Moreover, research studies conducted in the area of the prevention of cognitive decline include other noninvasive intervention approaches such as physical activities, adherence to the Mediterranean diet, Chinese herbal medicine, playing a musical instrument, and learning a new foreign language.36–44 Most preferably, these activities, including the use of the computer, ie, the Internet, should be done simultaneously. Anderson-Hanley et al45 stated that there is a much bigger potential for the delay of cognitive decline if, for example, cognitive and physical exercises are performed at the same time. They can also have positive effects on psychic problems such as mood improvement, removal of agitation or anxiety, and strengthening of overall fitness.46,47
Conclusion
The findings of the reviewed research studies suggest that the use of the Internet, especially online cognitive training programs, might have a positive effect on the improvement of cognitive functions in healthy older adults. In addition, the use of the Internet, including online cognitive training programs, seems to be beneficial in several ways: it is a noninvasive, in many cases, personalized intervention, and cost-effective in the sense of widespread dissemination and reduction of administration and treatment costs.48–50 Nevertheless, more randomized controlled clinical trials should be conducted to establish conclusive efficacy of these intervention approaches such as the use of the Internet and online cognitive training programs in the prevention and delay of cognitive decline among healthy older individuals.

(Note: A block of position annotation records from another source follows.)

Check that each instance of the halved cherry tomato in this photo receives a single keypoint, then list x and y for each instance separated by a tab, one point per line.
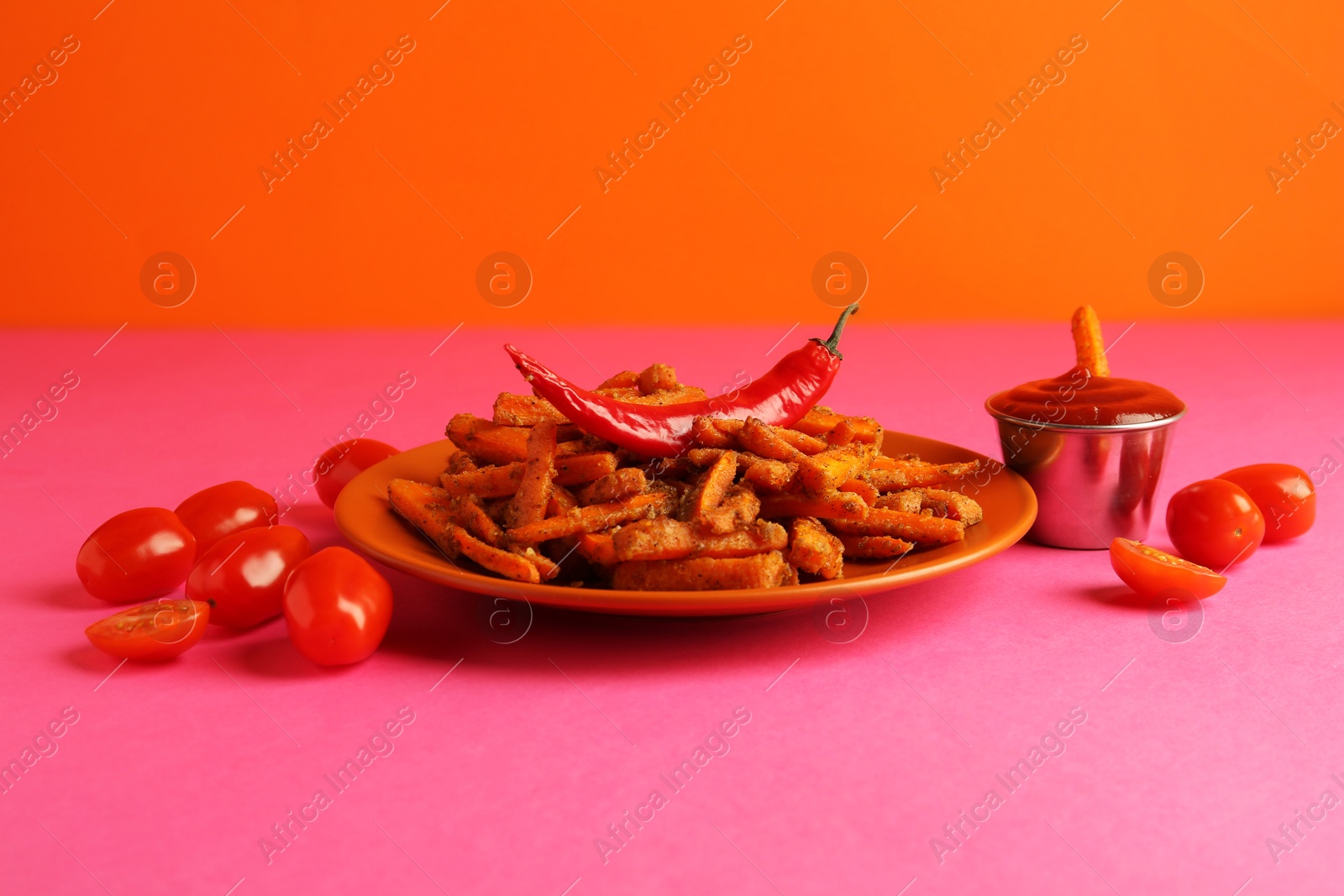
136	555
158	631
1214	523
344	461
336	607
1283	493
1151	571
242	578
228	506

The limitations of this review study consist in the lack of available clinical studies on the research issue and different methodologies of the included publications. This might result in the overestimated effects of the use of the Internet in the prevention of cognitive decline, which can consequently have a negative impact on the validity of these reviewed studies.51,52
Acknowledgments
The study was supported by the project Excellence (2016/17) at the Faculty of Informatics and Management of the University of Hradec Kralove, Czech Republic.
Footnotes
Disclosure
The authors report no conflicts of interest in this work.